When poll authors replaced the phrase “wider choice” with the word “voucher,” support for making all public-school families eligible dropped 10 percentage points. Yet there was no significant change in support when it came to offering low-income families private-school vouchers.

Similarly, the Education Next poll found that a majority of Americans, 57 percent, also support privately funded tax-credit scholarships for low-income students. Unlike voucher scholarships, which are government funded, these scholarships are funded through private tax-credited donations to nonprofit organizations.

Support for low-income-student tax-credit scholarships includes 58 percent of Republicans and Democrats, 61 percent of blacks, 62 percent of parents, and 68 percent of Hispanics. Support among teachers for tax-credit scholarships is also higher than for publicly funded voucher scholarships at 47 percent overall and 49 percent of non-union teachers.

Regardless of how the concept is phrased, expanding educational options is clearly popular as private-school parental choice programs proliferate.

Over the past decade, for example, the number of voucher programs has more than doubled since 2009, from 11 to 26. Meanwhile, the number of tax-credit scholarship programs has nearly tripled, from eight programs to 23.

Altogether, voucher and tax-credit scholarship programs in 28 states (including the District of Columbia) are now helping over 450,000 students—more than twice as many as a decade ago.

For those rightfully concerned about D.C.’s influence over education, such growth should be welcome news because it indicates that restoring parental control helps keep the feds at bay. Private schools have more autonomy than their public counterparts over academic standards, curriculum, and testing, depending on whether or to what extent private schools participate in federal programs.

It is also worth recalling that the expansion of educational options occurred during the Obama administration, which along with its teacher-union allies was openly hostile to private-school-choice programs, including the D.C. Opportunity Scholarship Program as well as choice programs in Louisiana and Wisconsin.

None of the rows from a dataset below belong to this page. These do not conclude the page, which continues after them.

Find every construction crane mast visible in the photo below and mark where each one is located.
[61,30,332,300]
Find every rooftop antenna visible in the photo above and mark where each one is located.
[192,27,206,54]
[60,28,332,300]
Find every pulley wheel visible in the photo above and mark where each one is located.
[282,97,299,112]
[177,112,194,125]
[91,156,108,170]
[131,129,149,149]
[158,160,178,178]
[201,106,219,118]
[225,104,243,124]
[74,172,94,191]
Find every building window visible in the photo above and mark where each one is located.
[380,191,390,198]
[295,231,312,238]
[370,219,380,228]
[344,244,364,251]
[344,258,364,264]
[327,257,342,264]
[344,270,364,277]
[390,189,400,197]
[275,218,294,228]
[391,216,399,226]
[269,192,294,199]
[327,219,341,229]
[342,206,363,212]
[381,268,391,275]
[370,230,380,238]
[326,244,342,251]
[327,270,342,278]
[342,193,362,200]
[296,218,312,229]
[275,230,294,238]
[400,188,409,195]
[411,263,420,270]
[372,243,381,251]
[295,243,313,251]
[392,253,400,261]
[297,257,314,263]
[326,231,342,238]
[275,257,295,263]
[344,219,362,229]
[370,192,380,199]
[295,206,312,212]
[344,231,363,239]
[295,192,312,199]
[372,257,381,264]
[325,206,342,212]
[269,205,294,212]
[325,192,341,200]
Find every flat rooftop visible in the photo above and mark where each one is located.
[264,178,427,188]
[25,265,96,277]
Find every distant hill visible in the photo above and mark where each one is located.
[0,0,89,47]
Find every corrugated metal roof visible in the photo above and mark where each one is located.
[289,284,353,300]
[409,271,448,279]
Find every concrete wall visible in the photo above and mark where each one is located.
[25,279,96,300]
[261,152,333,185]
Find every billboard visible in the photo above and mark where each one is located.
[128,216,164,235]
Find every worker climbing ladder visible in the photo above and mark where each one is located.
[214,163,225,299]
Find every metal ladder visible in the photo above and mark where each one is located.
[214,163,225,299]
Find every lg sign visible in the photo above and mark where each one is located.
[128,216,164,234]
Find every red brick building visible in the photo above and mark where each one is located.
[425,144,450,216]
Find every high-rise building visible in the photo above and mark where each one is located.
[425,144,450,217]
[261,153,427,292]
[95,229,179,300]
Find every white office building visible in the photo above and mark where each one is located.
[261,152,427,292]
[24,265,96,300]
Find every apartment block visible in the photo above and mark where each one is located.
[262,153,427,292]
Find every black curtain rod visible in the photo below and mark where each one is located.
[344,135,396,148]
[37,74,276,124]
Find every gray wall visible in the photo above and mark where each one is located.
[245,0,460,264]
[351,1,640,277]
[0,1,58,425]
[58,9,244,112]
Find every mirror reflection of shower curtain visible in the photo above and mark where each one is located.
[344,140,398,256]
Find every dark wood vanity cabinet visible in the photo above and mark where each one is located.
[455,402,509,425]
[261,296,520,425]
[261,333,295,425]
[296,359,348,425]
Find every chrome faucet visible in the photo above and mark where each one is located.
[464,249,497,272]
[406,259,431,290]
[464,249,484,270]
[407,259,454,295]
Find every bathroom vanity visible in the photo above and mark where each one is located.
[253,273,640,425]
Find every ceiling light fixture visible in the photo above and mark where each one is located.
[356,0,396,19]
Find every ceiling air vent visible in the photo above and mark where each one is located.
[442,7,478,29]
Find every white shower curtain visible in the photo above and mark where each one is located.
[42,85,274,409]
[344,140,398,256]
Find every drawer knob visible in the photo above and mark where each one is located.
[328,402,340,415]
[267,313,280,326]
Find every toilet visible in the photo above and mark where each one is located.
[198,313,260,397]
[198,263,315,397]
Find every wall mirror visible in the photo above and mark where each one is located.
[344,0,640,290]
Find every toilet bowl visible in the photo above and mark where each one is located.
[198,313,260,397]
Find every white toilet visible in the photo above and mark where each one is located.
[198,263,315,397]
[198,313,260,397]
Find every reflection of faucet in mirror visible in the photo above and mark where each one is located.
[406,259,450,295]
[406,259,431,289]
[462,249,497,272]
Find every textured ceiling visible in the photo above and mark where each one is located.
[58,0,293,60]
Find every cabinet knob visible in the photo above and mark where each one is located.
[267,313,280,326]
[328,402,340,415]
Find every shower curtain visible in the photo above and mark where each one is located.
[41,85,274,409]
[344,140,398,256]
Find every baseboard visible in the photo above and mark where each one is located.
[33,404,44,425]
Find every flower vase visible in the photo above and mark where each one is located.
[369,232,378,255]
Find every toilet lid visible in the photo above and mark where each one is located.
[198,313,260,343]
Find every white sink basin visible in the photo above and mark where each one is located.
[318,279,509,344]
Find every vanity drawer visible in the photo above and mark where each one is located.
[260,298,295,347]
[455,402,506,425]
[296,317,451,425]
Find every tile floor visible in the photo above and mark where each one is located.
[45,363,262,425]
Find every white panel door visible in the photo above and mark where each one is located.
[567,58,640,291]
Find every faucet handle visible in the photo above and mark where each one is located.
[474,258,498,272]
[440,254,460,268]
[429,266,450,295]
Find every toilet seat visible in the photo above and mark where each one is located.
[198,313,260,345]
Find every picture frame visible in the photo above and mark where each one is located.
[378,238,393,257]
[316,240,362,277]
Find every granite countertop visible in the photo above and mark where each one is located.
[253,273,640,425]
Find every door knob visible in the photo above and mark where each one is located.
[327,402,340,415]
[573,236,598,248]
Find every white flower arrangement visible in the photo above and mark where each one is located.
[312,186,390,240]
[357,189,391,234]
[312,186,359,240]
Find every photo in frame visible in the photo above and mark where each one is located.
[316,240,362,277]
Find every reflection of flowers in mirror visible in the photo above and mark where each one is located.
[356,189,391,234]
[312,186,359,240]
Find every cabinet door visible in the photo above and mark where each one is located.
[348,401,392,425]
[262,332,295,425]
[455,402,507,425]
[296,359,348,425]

The Obama administration’s efforts to end those two state programs failed, and the Trump administration has already reversed Obama-era policies designed to kill the D.C. program.

That is certainly a victory worth celebrating, but the federal government should leave the continued expansion of educational options throughout the rest of the country to parents and the states.

Likewise, opponents of educational choice should come to grips with the fact that they’re not going to convince parents to return to the bad old days when bureaucrats picked their children’s schools based on their families’ zip codes.

As the Education Next poll authors concluded, “Despite heavy criticism of choice-advocate DeVos by union officials and Democratic politicians ... school choice did not lose ground and may well have gained political favor over the past year.”

So it appears the educational choice genie isn’t going back into the bottle any time soon—if ever.